A federal judge on Thursday ordered California's corrections department to provide a transgender inmate with sex change surgery, the first time such an operation has been ordered in the state.
U.S. District Court Judge Jon Tigar in San Francisco ruled that denying sex reassignment surgery to 51-year-old Michelle-Lael Norsworthy violates her constitutional rights. Her birth name is Jeffrey Bryan Norsworthy.
The ruling marks just the second time nationwide that a judge has issued an injunction directing a state prison system to provide the surgery, said Ilona Turner, legal director at the Transgender Law Center in Oakland, which helped represent Norsworthy.
The previous order in a Massachusetts case was overturned last year and is being appealed to the U.S. Supreme Court.
In his ruling in California, Tigar said the surgery has actually been performed just once on an inmate, an apparent reference to a person who castrated himself in Texas then was given the surgery out of necessity.
Norsworthy, who was convicted of murder, has lived as a woman since the 1990s and has what Tigar termed severe gender dysphoria — a condition that occurs when people's gender at birth is contrary to the way they identify themselves.
"The weight of the evidence demonstrates that for Norsworthy, the only adequate medical treatment for her gender dysphoria is SRS," Tigar wrote, referring to sex reassignment surgery.
California Department of Corrections and Rehabilitation officials said they are considering whether to appeal the ruling.
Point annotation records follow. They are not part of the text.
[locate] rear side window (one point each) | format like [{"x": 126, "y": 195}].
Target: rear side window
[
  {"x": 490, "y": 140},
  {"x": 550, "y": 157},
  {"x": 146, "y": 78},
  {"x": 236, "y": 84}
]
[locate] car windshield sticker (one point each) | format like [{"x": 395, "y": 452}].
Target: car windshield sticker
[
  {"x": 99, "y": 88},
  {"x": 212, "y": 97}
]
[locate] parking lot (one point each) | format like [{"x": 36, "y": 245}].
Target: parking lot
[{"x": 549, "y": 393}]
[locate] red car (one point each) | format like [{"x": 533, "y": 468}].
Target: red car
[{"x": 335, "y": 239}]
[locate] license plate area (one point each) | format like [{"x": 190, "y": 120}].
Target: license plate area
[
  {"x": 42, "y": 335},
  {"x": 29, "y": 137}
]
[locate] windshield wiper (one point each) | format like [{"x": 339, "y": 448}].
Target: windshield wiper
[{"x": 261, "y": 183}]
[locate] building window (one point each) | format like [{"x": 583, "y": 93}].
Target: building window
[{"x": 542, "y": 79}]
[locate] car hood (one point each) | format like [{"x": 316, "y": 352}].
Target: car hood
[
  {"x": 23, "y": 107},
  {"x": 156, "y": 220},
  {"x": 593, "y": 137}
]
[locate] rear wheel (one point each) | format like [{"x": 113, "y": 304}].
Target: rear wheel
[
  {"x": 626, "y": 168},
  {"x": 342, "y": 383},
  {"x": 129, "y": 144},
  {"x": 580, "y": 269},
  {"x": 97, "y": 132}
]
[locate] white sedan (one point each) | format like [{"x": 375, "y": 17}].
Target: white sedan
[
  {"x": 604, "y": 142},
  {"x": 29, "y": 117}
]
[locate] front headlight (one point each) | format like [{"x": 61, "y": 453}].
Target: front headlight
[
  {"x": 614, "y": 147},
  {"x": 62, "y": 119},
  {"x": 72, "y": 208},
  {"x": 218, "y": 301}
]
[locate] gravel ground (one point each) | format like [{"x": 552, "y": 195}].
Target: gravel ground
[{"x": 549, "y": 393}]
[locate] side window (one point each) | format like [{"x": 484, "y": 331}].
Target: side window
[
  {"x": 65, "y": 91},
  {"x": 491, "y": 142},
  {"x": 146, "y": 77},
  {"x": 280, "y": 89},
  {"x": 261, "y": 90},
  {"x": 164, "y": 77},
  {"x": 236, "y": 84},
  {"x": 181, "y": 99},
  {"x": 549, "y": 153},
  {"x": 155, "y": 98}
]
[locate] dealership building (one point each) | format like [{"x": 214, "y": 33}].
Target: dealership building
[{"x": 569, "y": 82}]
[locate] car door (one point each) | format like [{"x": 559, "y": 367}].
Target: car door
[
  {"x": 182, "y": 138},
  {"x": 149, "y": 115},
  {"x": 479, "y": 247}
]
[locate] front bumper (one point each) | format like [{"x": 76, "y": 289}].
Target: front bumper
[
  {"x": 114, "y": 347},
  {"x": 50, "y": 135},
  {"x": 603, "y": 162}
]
"This decision confirms that it is unlawful to deny essential treatment to transgender people" in or out of prison, said Kris Hayashi, executive director of the Transgender Law Center. "The bottom line is no one should be denied the medical care they need."
If the order stands, Norsworthy would be the first inmate to receive such surgery in California, said Joyce Hayhoe, a spokeswoman for the federal receiver who controls California prison medical care.
Hayhoe said it's not known how much the surgery would cost, but it could run as high as $100,000 depending on the circumstances.